Train movement prediction simulation is an effective method of enhancing operation safety and efficiency of railway transportation. Train movement data generated by the trains running in a railway network are huge, and on the other hand, the data quantity generated from data processing is also explosively increased for the analysis and decision such as conflict recognition and scheduling optimization, which greatly increases the time cost of prediction simulation. This paper attempts to propose a train movement model driven by the movement authorities (MAs) issued from radio block centers (RBCs) and its parallel simulation algorithm realized on Spark cloud. This paper provides a solution of iterative computing of dynamic process simulation based on cloud.
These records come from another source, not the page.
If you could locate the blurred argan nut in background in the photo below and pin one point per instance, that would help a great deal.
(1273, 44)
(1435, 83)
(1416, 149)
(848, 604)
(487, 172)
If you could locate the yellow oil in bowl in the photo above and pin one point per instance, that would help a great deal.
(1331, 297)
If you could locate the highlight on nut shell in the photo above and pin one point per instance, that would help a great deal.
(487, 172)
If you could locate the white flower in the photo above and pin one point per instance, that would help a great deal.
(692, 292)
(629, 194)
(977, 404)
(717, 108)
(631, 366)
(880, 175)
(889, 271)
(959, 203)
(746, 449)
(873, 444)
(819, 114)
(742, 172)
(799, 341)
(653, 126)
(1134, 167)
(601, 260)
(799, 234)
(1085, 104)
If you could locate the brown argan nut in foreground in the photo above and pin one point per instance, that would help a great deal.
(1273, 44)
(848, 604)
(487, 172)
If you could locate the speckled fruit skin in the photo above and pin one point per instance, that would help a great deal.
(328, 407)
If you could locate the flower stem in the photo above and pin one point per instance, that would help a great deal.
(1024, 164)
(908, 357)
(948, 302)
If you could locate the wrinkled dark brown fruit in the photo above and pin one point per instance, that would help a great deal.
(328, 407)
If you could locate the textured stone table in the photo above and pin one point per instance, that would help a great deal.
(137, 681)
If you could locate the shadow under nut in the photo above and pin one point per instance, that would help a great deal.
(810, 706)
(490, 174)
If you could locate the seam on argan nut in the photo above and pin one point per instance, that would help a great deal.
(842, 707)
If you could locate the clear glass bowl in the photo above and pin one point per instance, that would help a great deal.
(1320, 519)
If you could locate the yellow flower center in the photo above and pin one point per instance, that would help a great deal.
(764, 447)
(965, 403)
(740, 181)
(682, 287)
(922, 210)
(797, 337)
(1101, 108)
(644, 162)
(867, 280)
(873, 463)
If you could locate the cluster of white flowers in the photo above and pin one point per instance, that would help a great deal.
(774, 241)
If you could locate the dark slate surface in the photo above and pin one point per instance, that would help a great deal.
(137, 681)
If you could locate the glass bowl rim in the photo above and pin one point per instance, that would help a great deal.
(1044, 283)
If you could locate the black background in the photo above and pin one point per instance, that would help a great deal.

Different from the general big data processing of independent datasets, the resilient distributed datasets are expandable along iterative computing processes. The Dataframe of SparkSQL modules on Apache Spark is employed to handle the problems of usage interdependency of datasets. The parallel simulation is realized by Scala language that is used to build the Spark platform. The simulation results on a high-speed railway network demonstrates that the proposed train movement model and parallel algorithm can achieve theoretical rationality and decrease the time cost to satisfy real-time performance.
基于Spark云的无线电块中心控制高速列车并行仿真
列车运行预测仿真是提高铁路运输运行安全性和效率的有效手段。在铁路网中运行的列车所产生的列车运行数据是巨大的,另一方面,由于数据处理而产生的用于冲突识别、调度优化等分析决策的数据量也在爆炸式增长,这大大增加了预测仿真的时间成本。本文试图提出一种由无线电块中心(radio block centers, rbc)发出的运动授权(movement authority, MAs)驱动的列车运动模型,并在Spark cloud上实现并行仿真算法。提出了一种基于云的动态过程仿真迭代计算解决方案。不同于一般的独立数据集的大数据处理,弹性分布式数据集在迭代计算过程中具有可扩展性。利用Apache Spark上SparkSQL模块的Dataframe来处理数据集的使用相互依赖问题。采用Scala语言构建Spark平台,实现并行仿真。在高速铁路网上的仿真结果表明,所提出的列车运动模型和并行算法能够达到理论合理性,降低时间成本,满足实时性要求。
本文章由计算机程序翻译,如有差异,请以英文原文为准。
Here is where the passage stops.